One more eccentric vein of modern still lifes, on the Production Paradise site: from the Spotlight Nov. 2018 magazine: “Piotr Gregorcyk Photography – Food & Drink Photography & Motion”: still photographs of food and drink floating, disassembled, in zero gravity. Frozen moments captured from floating motion in time and space.

Boosterish note fron the Spotlight site:

Piotr Gregorczyk [(PG)] is a London-based artist, photographer and retoucher specialising in food, liquids, drinks and still life. He is best known for his conceptual, food and liquid photography exploring the concept of weightlessness of food and drink in zero gravity. His images are clean and exceptionally detailed with a sense of vision unique in the industry.

PG Photography manages all post-production in-house, relying on 16 years of shooting and retouching experience in London. Piotr recently took on the mission of becoming a table top food director to translate the visual language of his stills into film.

Working with a network of London’s best model-makers, food and prop stylists and set builders, Piotr has built a reputation for creating dynamic and graphic images – the hallmark of his style.

Two examples of PG’s work. First, the Breakfast Samie [sandwich] image, in motion:

(#1)

and at rest:

(#2)

Second, the fish:

(#3)

My title.
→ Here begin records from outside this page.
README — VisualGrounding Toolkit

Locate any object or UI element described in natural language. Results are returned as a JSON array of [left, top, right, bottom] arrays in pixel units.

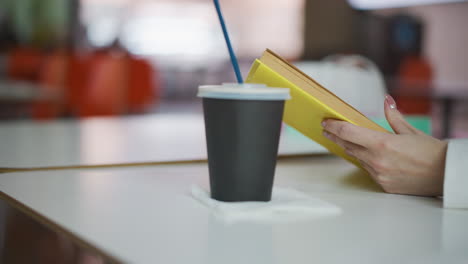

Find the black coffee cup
[[198, 84, 289, 202]]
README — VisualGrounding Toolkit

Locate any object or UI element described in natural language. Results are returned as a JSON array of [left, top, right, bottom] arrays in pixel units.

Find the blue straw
[[214, 0, 244, 83]]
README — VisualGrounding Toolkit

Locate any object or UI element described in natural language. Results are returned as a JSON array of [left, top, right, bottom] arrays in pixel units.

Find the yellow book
[[246, 50, 388, 167]]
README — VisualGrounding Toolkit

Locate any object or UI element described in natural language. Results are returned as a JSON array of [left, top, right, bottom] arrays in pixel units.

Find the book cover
[[246, 50, 388, 167]]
From Wikipedia:

The Unbearable Lightness of Being (Czech: Nesnesitelná lehkost bytí) is a 1984 novel by Milan Kundera, about two women, two men, a dog and their lives in the 1968 Prague Spring period of Czechoslovak history.

A quote from the novel, showing relevance to PG’s photographs:

the absolute absence of burden causes man to be lighter than air, to soar into heights, take leave of the earth and his earthly being, and become only half real, his movements as free as they are insignificant.